As well as the road conditons we've come across some of the things in Australia that can kill you:
...and the car-eating cows...
Speaking of cows, they are very funny when we ride past. They're not quite quick enough to see the bike but they can hear it, and lots of pairs of soft cow eyes will follow the space where we just were, as we fly by. They know something has just happened, but they don't know quite what...
From Mataranka it was a fast but uneventful ride to Darwin for a few days stop to stock up on food, sort out tyres to collect in Broome and catch up on some e mailing. Both of us are looking forward to getting out of the city though, the outback has charmed us and we'll be back off to our favoured National Park camps tomorrow.

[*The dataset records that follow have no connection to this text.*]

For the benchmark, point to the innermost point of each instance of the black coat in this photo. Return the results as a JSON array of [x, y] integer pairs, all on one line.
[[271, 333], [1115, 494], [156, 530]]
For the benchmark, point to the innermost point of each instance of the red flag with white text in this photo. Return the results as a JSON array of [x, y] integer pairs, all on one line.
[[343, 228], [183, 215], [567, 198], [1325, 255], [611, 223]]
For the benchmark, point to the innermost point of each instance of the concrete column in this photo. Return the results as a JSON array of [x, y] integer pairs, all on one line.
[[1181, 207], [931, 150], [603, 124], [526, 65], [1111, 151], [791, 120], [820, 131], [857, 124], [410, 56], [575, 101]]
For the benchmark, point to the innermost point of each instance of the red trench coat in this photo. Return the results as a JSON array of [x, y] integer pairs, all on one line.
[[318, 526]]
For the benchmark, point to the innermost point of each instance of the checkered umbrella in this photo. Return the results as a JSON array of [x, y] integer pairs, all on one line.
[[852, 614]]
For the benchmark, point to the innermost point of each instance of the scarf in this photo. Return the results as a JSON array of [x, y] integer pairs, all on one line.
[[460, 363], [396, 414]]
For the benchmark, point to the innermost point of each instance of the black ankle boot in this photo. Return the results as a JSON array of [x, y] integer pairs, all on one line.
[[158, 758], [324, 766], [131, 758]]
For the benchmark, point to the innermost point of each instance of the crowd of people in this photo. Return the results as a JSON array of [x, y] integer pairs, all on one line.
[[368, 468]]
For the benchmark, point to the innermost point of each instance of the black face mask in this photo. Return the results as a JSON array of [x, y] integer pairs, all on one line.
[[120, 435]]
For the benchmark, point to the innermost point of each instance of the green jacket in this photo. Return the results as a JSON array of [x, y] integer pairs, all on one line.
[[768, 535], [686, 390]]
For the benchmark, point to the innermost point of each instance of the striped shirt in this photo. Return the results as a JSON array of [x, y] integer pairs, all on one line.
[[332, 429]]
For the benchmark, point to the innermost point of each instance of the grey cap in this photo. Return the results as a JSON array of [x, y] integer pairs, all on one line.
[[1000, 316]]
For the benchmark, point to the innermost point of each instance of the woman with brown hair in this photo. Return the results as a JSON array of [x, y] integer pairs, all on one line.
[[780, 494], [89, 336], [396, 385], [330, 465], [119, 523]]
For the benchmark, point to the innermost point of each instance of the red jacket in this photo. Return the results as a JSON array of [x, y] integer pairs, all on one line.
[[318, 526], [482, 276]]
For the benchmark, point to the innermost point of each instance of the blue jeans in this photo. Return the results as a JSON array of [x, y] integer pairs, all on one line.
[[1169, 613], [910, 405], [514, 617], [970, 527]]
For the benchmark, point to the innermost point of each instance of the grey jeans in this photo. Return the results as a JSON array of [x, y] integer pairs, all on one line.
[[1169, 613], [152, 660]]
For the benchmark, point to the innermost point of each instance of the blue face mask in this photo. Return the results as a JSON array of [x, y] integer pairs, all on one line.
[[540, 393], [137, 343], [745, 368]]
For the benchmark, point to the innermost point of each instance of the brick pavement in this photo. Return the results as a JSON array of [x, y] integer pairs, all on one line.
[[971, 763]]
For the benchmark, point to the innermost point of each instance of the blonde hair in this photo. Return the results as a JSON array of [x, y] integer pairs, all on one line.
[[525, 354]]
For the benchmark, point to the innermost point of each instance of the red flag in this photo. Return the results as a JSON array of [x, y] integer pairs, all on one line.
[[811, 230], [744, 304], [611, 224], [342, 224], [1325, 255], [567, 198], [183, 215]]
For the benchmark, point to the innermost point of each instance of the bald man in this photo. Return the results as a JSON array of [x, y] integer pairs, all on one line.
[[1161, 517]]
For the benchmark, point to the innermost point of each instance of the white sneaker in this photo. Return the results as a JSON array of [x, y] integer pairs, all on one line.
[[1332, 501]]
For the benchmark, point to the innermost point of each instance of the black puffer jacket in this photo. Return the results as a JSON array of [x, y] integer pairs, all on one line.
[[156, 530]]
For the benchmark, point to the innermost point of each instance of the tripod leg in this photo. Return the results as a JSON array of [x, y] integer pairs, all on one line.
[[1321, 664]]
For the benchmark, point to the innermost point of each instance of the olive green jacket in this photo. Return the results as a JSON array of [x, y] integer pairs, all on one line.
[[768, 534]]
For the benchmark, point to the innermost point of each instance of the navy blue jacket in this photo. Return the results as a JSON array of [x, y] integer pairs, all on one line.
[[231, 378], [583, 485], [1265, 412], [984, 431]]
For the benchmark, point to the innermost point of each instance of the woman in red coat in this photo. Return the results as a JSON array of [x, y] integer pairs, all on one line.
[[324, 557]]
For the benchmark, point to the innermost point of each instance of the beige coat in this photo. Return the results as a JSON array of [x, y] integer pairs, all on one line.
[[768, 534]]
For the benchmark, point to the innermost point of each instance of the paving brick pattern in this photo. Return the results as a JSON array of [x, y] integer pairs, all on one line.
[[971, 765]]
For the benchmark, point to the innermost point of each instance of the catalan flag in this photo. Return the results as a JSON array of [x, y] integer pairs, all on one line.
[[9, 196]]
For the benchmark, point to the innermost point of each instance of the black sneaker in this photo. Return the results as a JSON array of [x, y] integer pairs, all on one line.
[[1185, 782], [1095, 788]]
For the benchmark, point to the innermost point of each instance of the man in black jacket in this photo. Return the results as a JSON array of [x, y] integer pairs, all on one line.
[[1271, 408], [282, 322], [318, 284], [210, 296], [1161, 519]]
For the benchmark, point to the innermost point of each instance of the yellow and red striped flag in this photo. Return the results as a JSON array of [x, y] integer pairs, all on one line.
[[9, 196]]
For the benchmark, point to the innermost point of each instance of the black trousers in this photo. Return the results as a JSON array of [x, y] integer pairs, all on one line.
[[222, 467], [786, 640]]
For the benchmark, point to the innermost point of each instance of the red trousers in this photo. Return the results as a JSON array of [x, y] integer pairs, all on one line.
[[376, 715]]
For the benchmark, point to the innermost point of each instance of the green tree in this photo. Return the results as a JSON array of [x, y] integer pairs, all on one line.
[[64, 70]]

We finally caught up with Uli and Klaus, a German couple on an Africa Twin who'd met Ken and Carol and stayed with Neville in Daintree just before us. We'd e mailed them a few times and been chasing them across the country - it was good to catch up and compare notes. They are heading to Asia so we gave them lots of tips about off the beaten track destinations in Malaysia. At the same campsite were a Swiss couple on a R100GS who'd ridden from Europe and in the next campsite along were Americans David and Erika on a Transalp, we'd corresponded with them when they were also hanging out for a ferry back in Penang. They'd had a carnet however and had caught a different boat and ridden through Indonesia, it was good to hear about their adventures.
Our next major town will be Broome, a place I've wanted to visit for years. On the way there we will go through the Kimberley which Hamish is especially looking forward to, after celebrating my 21st birthday along the way.